スーパーコア指数を構成する個別項目のうち、注目されるのは医療サービスと輸送サービスです。今回、医療ケアサービスは鈍化(+0.2%→+0.0%)した一方、輸送サービスは+0.5%から+1.8%へと大幅に加速しました。

輸送サービスの上昇は主に自動車保険の値上がりによるものです。自動車保険の高騰の背景には、賃金や中古車価格の上昇に加え、近年の自動車には電子部品が多く搭載されているため修理費用と時間がかかること、さらに医療費や法的費用の上昇による損害賠償費用の増加などが挙げられます。

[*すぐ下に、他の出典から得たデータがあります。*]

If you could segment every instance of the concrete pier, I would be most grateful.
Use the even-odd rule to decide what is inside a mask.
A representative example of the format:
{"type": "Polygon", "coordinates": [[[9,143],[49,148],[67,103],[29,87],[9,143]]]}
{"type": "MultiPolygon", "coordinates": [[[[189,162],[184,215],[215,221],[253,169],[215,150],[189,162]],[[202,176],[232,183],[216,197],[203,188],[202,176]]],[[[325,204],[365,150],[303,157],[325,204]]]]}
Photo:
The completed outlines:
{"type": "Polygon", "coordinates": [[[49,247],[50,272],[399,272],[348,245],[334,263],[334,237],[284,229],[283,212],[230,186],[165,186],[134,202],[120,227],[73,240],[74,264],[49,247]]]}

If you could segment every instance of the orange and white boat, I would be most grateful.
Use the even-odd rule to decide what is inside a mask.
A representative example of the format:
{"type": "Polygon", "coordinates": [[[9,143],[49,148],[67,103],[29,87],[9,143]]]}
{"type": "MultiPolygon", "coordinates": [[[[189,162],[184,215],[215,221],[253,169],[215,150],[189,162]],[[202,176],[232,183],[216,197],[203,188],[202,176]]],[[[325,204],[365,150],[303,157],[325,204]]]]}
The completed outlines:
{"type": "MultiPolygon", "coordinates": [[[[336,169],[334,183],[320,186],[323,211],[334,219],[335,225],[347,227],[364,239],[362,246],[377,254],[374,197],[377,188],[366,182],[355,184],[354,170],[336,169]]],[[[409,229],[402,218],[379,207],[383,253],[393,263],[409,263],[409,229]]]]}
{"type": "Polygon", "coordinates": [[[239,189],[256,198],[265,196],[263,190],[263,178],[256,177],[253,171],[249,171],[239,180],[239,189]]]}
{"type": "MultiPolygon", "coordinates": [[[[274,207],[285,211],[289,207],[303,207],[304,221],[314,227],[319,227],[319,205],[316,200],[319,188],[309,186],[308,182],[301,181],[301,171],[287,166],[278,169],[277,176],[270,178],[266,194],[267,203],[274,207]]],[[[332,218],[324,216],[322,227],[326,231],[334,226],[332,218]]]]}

ただし、自動車保険は一時的な変動も大きく、インフレ動向としては、賃金と関連性が高く粘着性の強い自動車整備・修理の価格がより重要と言えますが、今回は+0.5%と前月の+0.2%からやや加速しており、この動きがトレンドとなるか警戒したいところです。

その他、1月は年初の価格改定時期であることから、全般的にサービス価格の上昇がみられています。

【3】所感:「利下げを急ぐ必要はない」論拠を強める結果だが季節性の可能性もあり

1月のCPIは、総合・コアいずれも市場予想を上回り、インフレ再燃懸念を高める結果となりました。これを受けて金利先物市場は、次の利下げ予想を7月から9月に後退させており(執筆時点)、足元では長期金利が上昇しました。

内容を見ても、パウエル議長が重視するスーパーコア指数は加速しており、米国の強い労働市場を背景としたサービス価格の高止まりが警戒されます。総じて今回の結果は、パウエル議長の「利下げを急ぐ必要はない」との発言に、より説得力を持たせる内容だったと言えるでしょう。

ただし、1月はもともと企業の価格改定の時期で季節性として上振れがしやすく、その季節性を調整する係数に関しても年次の調整が入っていることから、過去のデータとの連続性の解釈には注意が必要です。インフレの再加速が始まったと判断するのは、現時点では時期尚早に思えます。

また、CPIでは住居費の比重が大きく、今回は住居費の上昇が総合指数の上昇の約3割を占めました。一方、FRBがインフレ指標として重視するPCE価格指数では、住居費の比率がCPIほど大きくなく、代わりにヘルスケアの比重が高くなっています。今回はヘルスケアの伸びは比較的落ち着いていたため、今後の金融政策の判断においては、いつも以上に月末発表のPCE価格指数に注目する必要がありそうです。